The Honorable R.T. Rybak, the Mayor of Minneapolis, has been appointed to serve a four-year term on the DMC board. As Mayor, Mr. Rybak has led a multi-pronged approach to adding jobs and growing the City’s economy through helping small businesses succeed, fostering innovation, increasing regional cooperation, and training displaced workers in fast-growing sectors. Under his leadership, Minneapolis has topped many national lists of the best cities in which to live, work, visit, and do business. Mayor Rybak understands how to create successful partnerships between the public and private sectors.

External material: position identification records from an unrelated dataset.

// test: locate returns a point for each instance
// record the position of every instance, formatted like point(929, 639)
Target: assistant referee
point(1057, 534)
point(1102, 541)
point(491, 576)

About Destination Medical Center 

The 20-year Destination Medical Center (DMC) public-private partnership is aimed at securing Minnesota’s competitive position as an international hub for health care and medical advancement, and making the Rochester region an economic center for job growth and business development. The state’s $455 million investment in the project over the next two decades will leverage an estimated $5.6 billion in local and private investment, and create tens of thousands of new jobs.

Over the last 150 years, Mayo Clinic has earned an international reputation for excellence in health care and medical advancement, treating more than half a million patients in its Rochester facilities every year. Today, Mayo Clinic is Minnesota’s largest employer, providing good-paying jobs for more than 40,600 Minnesotans, including over 33,000 in Rochester, and generating a $9.6 billion annual economic impact to the State of Minnesota – roughly 4 percent of the state’s total GDP. And each year, Mayo Clinic contributes approximately $1.5 billion in tax revenue to the State of Minnesota and local governments.

With the new DMC initiative, Mayo Clinic is poised to expand dramatically, making targeted investments in the Rochester community that will secure the region’s position as one of the most elite medical destinations in the world. As a result of this initiative, Mayo Clinic will add another 25,000 to 30,000 Minnesota jobs over the next 20 years. Economic development generated by DMC will also result in the creation of thousands of more jobs in the region – including construction jobs.

State funding for DMC will be supplemented by an additional $3.5 billion from Mayo Clinic, $128 million from the City of Rochester and Olmsted County, and an estimated $2 billion from private investors. The initiative will also generate an estimated $3.2 billion in state tax revenue over the next 20 years. In total, the project will leverage an estimated 22 to 1 return on the state’s investment.

State funding for the DMC initiative will be used to fund projects for public infrastructure, including the acquisition of property, demolition or repair of buildings, land remediation, and site improvement. State funds will also be used for the construction of buildings, parks, roads, transit facilities, parking facilities, and other cultural and recreational amenities that will enhance the region’s quality of life and encourage additional growth by making Rochester an even more desirable place to live, work, and raise a family.

These infrastructure improvements are crucial to support and sustain economic growth in the region and Rochester’s downtown center. To date, infrastructure repair and construction have not kept pace with the rapidly growing Mayo Clinic – putting a strain on the city’s resources, and limiting the possibilities for future growth. Right now there is an eight-year waiting list for parking spots at Mayo Clinic; current projections show hospitality businesses in Rochester will need 1,100 more hotel rooms in the coming years just to serve the families, friends, and guests of Mayo Clinic patients.